By Bob Egelko

The state Supreme Court made it likely Monday that Californians will vote in November on Gov. Jerry Brown's crime initiative, which would allow prisoners convicted of nonviolent felonies to be considered for early parole.

The California District Attorneys Association sought to keep the measure off the ballot, arguing that Brown had violated the public's right to comment on initiative measures by combining his proposal with one that would require a judicial hearing before defendants as young as 14 could be tried as adults. The authors of the juvenile measure had already completed their public-comment period, required by state law, when they agreed to let Brown take it over and add his parole plan.

In a 6-1 ruling, the court said the two measures were "reasonably germane" to one another and could be submitted as a single initiative, without further public comment.

The ruling allows election officials to count 1 million signatures that backers of the initiative recently submitted. They need 585,407 valid signatures for the proposal to make the November ballot.

Dan Newman, a spokesman for the initiative campaign, said Californians "will now have a chance to improve public safety." By giving these prisoners a chance at parole, he said, the initiative will provide an incentive for them to follow prison rules, educate themselves and "turn their lives around."

Prosecutors will "vigorously oppose this dangerous measure," said San Mateo County District Attorney Steve Wagstaffe, president-elect of the statewide district attorneys association. He said the ruling, by allowing the two initiatives to merge and circulate without additional public comment, "sets a dangerous precedent for the initiative process."

The measure, if it qualifies, will join a November ballot likely to also include such weighty subjects as the death penalty, legalization of marijuana, gun control, taxes and a ban on single-use plastic bags at grocery stores, in addition to the presidential and U.S. Senate elections.

Initiative's intent

Brown's initiative would reduce the population of the state's prisons -- under federal court order to ease overcrowding and improve health care -- and partially roll back the fixed-term sentencing system that he signed into law in 1977.

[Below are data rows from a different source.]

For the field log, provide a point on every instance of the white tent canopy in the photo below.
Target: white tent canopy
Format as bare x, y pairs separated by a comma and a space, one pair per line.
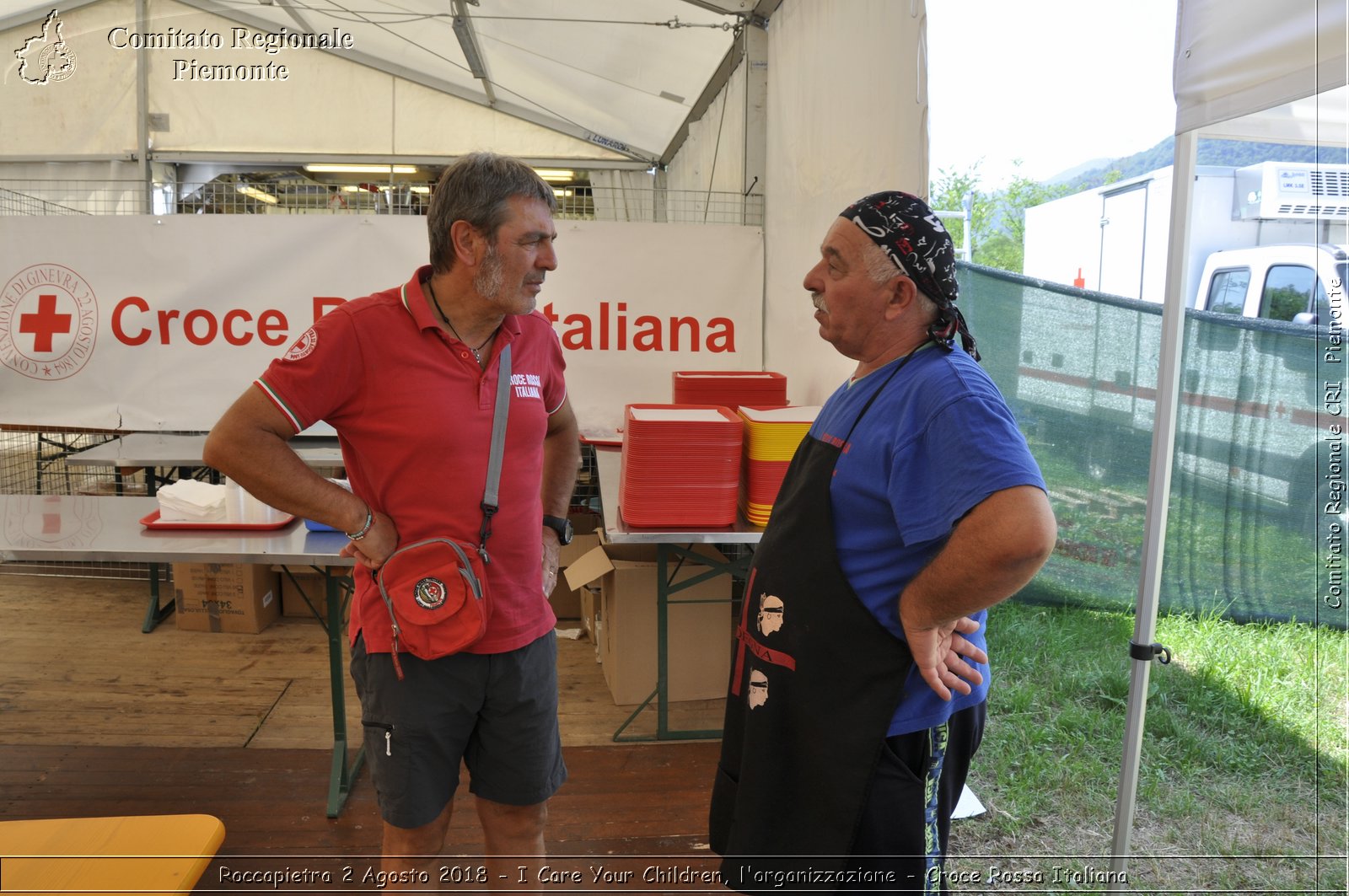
1240, 71
624, 80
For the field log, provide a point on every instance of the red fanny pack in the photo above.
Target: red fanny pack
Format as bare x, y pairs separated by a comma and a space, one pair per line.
436, 593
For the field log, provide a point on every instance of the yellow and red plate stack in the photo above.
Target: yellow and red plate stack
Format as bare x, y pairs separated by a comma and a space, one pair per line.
772, 436
680, 466
730, 388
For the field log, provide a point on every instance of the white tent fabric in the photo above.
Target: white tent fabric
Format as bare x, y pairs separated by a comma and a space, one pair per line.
1233, 58
833, 139
617, 81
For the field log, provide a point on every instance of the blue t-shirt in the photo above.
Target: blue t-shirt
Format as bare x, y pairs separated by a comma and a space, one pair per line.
937, 442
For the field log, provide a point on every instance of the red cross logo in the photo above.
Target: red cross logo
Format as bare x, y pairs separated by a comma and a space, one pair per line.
45, 325
49, 323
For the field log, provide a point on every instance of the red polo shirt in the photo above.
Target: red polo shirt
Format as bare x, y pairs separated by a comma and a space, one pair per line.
413, 413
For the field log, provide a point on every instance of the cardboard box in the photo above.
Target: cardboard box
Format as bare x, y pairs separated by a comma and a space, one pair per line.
566, 599
698, 639
215, 597
314, 584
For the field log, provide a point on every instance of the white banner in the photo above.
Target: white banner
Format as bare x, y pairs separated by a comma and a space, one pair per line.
159, 323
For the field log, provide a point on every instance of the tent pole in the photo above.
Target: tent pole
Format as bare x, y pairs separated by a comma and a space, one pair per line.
143, 111
1159, 493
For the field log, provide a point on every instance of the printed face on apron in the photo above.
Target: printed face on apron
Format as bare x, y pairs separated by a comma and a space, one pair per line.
771, 614
757, 689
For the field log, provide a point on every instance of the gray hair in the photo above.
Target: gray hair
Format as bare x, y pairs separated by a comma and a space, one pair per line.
476, 189
881, 267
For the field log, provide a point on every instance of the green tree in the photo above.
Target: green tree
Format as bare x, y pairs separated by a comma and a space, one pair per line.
948, 195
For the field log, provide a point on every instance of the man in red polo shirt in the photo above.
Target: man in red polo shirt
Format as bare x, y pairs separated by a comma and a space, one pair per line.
408, 378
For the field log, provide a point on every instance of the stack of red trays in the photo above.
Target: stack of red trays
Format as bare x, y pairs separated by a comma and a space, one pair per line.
730, 388
772, 436
680, 466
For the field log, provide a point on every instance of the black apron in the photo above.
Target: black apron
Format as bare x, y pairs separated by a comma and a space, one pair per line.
815, 680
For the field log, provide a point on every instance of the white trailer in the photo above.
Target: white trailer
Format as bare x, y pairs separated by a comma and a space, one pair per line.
1113, 239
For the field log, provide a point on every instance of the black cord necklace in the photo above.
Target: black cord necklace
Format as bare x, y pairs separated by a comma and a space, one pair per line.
444, 318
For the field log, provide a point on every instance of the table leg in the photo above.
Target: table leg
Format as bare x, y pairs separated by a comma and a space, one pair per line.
154, 613
664, 587
344, 768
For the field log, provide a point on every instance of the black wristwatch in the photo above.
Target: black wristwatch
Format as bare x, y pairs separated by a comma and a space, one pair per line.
563, 527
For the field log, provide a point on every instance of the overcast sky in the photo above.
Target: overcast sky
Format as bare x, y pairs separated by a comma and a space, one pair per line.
1054, 83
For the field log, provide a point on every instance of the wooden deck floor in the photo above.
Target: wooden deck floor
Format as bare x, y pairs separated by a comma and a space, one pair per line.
98, 718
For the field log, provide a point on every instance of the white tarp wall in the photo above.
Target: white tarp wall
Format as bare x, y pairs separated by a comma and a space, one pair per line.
846, 116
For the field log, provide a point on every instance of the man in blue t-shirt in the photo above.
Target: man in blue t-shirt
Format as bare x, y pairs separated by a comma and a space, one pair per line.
912, 507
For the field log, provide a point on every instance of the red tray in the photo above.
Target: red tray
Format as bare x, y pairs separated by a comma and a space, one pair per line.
152, 521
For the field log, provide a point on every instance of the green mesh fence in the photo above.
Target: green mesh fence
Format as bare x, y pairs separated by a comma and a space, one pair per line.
1258, 496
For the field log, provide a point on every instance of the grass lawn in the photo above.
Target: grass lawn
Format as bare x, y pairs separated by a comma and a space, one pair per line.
1243, 781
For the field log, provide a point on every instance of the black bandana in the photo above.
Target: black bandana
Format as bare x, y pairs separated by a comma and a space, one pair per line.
914, 238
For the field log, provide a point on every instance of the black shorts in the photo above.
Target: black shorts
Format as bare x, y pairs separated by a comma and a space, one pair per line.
907, 819
496, 711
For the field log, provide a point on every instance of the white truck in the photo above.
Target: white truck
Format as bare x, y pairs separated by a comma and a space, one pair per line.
1260, 385
1261, 373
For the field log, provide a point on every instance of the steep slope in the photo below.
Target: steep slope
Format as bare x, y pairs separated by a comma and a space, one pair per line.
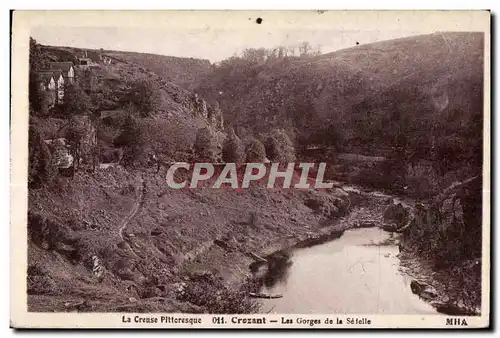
415, 74
184, 72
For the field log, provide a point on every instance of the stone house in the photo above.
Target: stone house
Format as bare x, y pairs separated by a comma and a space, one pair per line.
47, 87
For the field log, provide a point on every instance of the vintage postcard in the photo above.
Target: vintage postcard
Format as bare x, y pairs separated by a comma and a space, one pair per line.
250, 169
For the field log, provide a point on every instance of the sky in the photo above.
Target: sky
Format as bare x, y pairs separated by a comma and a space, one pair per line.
212, 43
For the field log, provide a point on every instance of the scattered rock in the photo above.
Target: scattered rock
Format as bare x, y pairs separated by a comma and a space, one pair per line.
156, 232
423, 290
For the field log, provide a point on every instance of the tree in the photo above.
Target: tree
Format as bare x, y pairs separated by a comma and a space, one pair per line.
75, 101
132, 140
304, 48
36, 62
233, 150
279, 147
40, 169
205, 146
144, 95
255, 151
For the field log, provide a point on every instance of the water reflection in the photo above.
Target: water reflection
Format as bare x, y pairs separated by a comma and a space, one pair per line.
357, 273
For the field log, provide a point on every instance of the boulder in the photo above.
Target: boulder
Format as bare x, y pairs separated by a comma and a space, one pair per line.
327, 205
396, 215
423, 290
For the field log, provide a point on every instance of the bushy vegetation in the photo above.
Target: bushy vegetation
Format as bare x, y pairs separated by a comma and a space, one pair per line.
255, 151
75, 101
213, 295
233, 150
279, 147
205, 146
40, 169
144, 96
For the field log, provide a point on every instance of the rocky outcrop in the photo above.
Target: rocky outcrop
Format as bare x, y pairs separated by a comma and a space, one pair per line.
396, 216
328, 205
449, 227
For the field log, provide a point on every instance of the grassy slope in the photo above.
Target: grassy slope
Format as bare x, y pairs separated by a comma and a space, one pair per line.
170, 237
184, 72
346, 84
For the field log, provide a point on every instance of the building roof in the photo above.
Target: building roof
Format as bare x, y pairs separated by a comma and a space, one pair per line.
64, 66
56, 73
45, 76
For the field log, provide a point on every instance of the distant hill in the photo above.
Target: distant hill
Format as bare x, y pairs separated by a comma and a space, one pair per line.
185, 72
364, 91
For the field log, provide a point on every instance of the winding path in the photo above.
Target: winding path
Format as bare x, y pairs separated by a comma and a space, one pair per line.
135, 208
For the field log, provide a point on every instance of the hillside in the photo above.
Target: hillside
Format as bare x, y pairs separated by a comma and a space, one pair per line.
184, 72
112, 236
418, 99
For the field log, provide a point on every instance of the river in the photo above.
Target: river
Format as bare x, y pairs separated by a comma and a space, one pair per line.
357, 273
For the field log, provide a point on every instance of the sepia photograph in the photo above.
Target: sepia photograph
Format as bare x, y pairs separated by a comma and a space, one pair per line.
284, 168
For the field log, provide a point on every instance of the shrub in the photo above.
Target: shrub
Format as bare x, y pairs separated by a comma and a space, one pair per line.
205, 145
233, 150
255, 151
144, 95
279, 147
40, 169
131, 139
75, 101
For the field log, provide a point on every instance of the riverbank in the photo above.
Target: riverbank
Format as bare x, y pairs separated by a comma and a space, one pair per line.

Under that system, state laws determine a range of sentences for each crime, judges choose the sentence, and the inmate must serve the prescribed term, with reductions for good behavior. Sentences are often increased by many years for an inmate's previous felony convictions and aggravating circumstances of the crime, including gang membership, infliction of serious injuries and use of a gun.

The new initiative would make inmates eligible for parole after serving their sentence for the crime they committed. It would cover only those convicted of felonies classified as nonviolent, which would disqualify those who used a gun or inflicted serious injuries. Early release would not be guaranteed -- the parole boards, composed mostly of former law enforcement and prison officials, now review the cases of murderers serving life sentences and usually vote to keep them in prison.

The initiative would also repeal a law, approved by voters in 2000, that allowed prosecutors to charge youths aged 14 to 17 in adult court for serious crimes, with potential sentences of up to life in prison. The measure would restore a previous law allowing a juvenile court judge to decide whether the youth should be tried instead as a juvenile, who could be held only until age 23.

Combining measures

The juvenile crime measure was proposed separately in December, but its sponsors agreed in January to let Brown combine it with his felony-parole plan as a single initiative. Under a 2014 state law, sponsors of a proposed ballot measure can add new provisions without requiring an additional 30 days of public comment, but only if the changes are "reasonably germane" to the original proposal.

A Sacramento judge agreed with prosecutors that the two initiative proposals weren't closely related and ordered a further period of public comment, which would have made it virtually impossible to meet the November ballot deadline. But the state's high court said Monday that Brown's measure satisfied the "lenient" standard set by the 2014 law.

"The proponents of an initiative are captains of the ship when it comes to deciding which provisions to take on board," Justice Carol Corrigan said in the majority opinion. She noted that the first version of the juvenile-crime initiative would have made some young adult inmates eligible for parole, and said both measures were "intended to benefit prisoners who have rehabilitated themselves in custody."

In dissent, Justice Ming Chin said Brown's adult-felon proposal had little in common with the juvenile-crime measure and should have required a new period of public comment. He noted that Brown, when he signed the 2014 law, said it was intended to "increase public participation in the initiative process."

Both initiatives "involve the criminal justice system," Chin said, but Brown's measure "has nothing to do with juveniles."